Er was geen betere vader dan mijn vader. Heel zeker weten. Toch heb ik altijd
een lichte aarzeling hier met hem te pronken. Zó confronterend voor iedereen die het
minder heeft getroffen met zijn of haar vader. Toch valt er zo af en toe niet
aan mijn vader te ontkomen. Nu bijvoorbeeld.

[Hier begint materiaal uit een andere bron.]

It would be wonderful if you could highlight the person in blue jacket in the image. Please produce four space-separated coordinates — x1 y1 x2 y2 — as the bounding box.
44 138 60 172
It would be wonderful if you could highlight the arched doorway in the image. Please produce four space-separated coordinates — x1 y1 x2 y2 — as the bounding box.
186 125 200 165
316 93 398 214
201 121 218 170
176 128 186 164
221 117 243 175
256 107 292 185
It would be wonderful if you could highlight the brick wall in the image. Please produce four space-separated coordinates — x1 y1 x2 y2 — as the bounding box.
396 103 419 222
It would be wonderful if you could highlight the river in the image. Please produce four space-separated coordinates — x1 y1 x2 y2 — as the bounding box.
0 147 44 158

In een ingezonden stuk (klik hier) riep Andries Brantsma vorige week burgemeester
Kees van Rooij op maatregelen te treffen tegen drankgebruik door jongeren en
tegen kasteleins die jongeren alcohol schenken. Immers, aldus Andries, ‘we
wonen in een regio met het hoogste drankgebruik van Nederland en binnen die
regio zijn we ook nog koploper’.
Met zijn oproep treedt Andries in de voetsporen van mijn vader. Als kakelvers
gemeenteraadslid stelde die in de gemeenteraadsvergadering van 17 oktober 1966 vragen
aan het gemeentebestuur over de vermeende verkoop van sterke drank aan jongeren
beneden de 16 jaar. Dit zou zijn gebeurd in (de gemeentelijke) zaal Moorrees
tijdens ‘beatavonden’ met de Horster kermis. ‘De heer Moorman uitte daarover
zijn bezorgdheid’, aldus het Dagblad voor
Noord-Limburg. Die bezorgdheid werd volgens de krant gedeeld
door burgemeester Geurts, al verklaarde die ook: ‘Ik val niet over iemand die
een glaasje bier op heeft.’ En: ‘Men moet deze zaak positief benaderen en
waakzaam zijn.’ Of er daadwerkelijk alcohol aan 15- en 16-jarigen was
verschonken, bleef onduidelijk. De burgemeester sloot het in elk geval niet
helemaal uit – aanstoot leek hij er niet aan te nemen (klik op de afbeelding om
haar te vergroten).
In een uitvoerig artikel over het (gebrek aan) toezicht door gemeenten op het
verbod alcohol te schenken aan minderjarigen schreef Ingmar Vriesema op 22
december in NRC Handelsblad:‘In kleine gemeenten is de animo om horeca en supermarkten op de bon te slingeren gering. De afstand tussen gemeentebestuur en alcoholverkopers is klein: gemeente en ondernemers organiseren samen lokale evenementen, er zijn subsidierelaties, economische belangen, men kent elkaar.’Zou dit misschien ook het probleem kunnen zijn in Horst? In 1966 al en nu nog steeds? Of is het gewoon een houding van ‘Ach, drankgebruik, ook door jongeren, hoort er hier nu eenmaal bij, laten we er vooral niet te moeilijk over doen’? In 1966 al en nu nog steeds?